I came across an interesting post on the Science News website which explores the concept of reproducibility in all science – and how we shouldn’t be so hard on ourselves if we struggle with it.
It’s common amongst all areas of science that published work is often found difficult to reproduce by other researchers, but how much of a problem is this, and should the scientists who published the work be punished for it?
Adam Fetterman, a social psychologist from the University of Essex, thinks issues with replication of work often become too personal, when “It should be about the research and not about researcher”. He also comments that “There are always going to be things that are wrong in our science. No one should be blamed for having things be wrong or demonized for trying to correct them”.
He has a fair point. As a researcher myself, I know how difficult it can be to replicate work, and how the nature of science itself often means that the tiniest difference can have a dramatic effect on the outcome of an experiment. Sometimes the slight variance in result makes very little difference – such as a higher or lower yield of compound – but sometimes the entire findings can be put into question. This can lead researchers to feeling like frauds, or fretting over how their reputation will be affected. Should they feel this way, or is this merely part of the process? They’ve carried out their work and reported what they found, is it their fault that this result is anomalous?
Fetterman and his colleagues carried out a study to delve more into these ideas, and it appears that we assume far worse consequences of our work being unable to be replicated than is necessary. It would seem that scientists would not judge other researchers as harshly as we’d expect when their work came into question, and they viewed academics who admitted any issues much more favourably than those who stood by their questionable results.
The nature of science and of research in general often means that unusual answers are thrown at us, and we can’t always be sure we’ve got it right the first time.
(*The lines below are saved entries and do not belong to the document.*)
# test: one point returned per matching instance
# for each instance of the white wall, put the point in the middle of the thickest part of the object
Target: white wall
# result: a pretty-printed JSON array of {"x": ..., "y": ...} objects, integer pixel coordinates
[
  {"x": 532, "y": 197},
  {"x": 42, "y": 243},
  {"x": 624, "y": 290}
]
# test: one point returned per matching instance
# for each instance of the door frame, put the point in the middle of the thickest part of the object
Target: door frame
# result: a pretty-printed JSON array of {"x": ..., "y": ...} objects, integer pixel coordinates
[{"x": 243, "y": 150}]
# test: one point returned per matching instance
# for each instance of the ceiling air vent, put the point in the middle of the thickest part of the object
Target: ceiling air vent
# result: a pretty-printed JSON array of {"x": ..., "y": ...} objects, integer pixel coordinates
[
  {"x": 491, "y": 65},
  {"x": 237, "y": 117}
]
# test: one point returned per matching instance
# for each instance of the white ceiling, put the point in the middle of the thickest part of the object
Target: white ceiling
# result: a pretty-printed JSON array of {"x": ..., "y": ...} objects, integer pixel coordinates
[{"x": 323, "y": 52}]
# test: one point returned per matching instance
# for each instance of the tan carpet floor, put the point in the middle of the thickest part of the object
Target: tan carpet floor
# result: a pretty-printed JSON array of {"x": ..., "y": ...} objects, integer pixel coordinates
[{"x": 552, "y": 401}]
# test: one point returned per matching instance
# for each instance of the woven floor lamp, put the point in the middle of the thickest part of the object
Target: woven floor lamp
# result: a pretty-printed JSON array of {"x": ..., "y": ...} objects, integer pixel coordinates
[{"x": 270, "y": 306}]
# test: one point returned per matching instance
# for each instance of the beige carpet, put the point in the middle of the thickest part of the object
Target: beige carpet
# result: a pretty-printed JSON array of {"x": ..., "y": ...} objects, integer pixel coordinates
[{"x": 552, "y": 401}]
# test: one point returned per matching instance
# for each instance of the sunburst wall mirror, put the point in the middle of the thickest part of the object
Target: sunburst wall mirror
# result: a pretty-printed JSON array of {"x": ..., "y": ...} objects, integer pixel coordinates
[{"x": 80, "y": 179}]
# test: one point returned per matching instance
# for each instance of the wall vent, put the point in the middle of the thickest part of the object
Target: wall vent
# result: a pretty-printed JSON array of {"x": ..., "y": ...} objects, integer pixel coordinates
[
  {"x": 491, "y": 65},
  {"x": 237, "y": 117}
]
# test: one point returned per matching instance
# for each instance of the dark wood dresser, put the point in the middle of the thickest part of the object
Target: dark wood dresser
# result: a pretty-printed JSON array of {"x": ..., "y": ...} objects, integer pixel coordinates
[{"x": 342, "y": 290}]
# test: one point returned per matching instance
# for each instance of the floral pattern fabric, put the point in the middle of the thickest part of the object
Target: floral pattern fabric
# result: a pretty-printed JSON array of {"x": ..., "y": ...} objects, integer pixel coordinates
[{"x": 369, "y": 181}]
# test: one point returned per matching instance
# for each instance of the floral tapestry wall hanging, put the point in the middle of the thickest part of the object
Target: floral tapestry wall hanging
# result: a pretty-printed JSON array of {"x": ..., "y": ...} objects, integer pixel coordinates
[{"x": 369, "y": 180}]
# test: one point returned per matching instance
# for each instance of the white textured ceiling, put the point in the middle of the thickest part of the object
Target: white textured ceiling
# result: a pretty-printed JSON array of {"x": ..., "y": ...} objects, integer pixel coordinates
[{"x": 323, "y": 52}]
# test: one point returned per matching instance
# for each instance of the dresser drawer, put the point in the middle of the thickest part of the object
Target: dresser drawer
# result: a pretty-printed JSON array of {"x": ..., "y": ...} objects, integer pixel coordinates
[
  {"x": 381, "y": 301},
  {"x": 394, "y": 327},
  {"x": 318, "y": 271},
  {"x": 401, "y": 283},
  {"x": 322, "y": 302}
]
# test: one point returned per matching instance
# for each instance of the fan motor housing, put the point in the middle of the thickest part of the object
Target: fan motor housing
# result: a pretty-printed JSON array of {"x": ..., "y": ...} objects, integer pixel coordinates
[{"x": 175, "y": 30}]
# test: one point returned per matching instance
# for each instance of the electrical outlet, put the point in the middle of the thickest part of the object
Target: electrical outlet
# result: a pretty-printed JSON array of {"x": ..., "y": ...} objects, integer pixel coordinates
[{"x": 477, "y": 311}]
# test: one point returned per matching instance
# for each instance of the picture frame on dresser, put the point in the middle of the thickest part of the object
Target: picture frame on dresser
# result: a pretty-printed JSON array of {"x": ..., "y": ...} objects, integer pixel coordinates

The irreproducibility of some results can in fact be interesting in their own right. If the same experiment keeps throwing up different results, we might be interested in why this is, and this leads to the development and improvement of a procedure, or to the discovery of entirely new science.
I myself have a colleague who has carried out the same reaction 22 times. Around half of those times he has successfully synthesised his desired product in high conversion, the others he has apparently randomly had significantly less success, with lower conversions and unseparable mixtures. If the first two or three of those reactions hadn’t have worked, he’d have given up altogether and assumed the reaction didn’t work. It just so happens that the first reaction worked perfectly, so he knew it could be done, but nothing seems to explain the variable results. This is just one example of how seemingly perfectly replicated experiments can give completely different results, and it would be really interesting to find out why.
We’ve all had fluke experiments which we’ve discounted as anomalous, but the issue of reproducibility is something that continues to penetrate all scientific research, and we need to decide how we’re going to view it if we want to continue moving forward.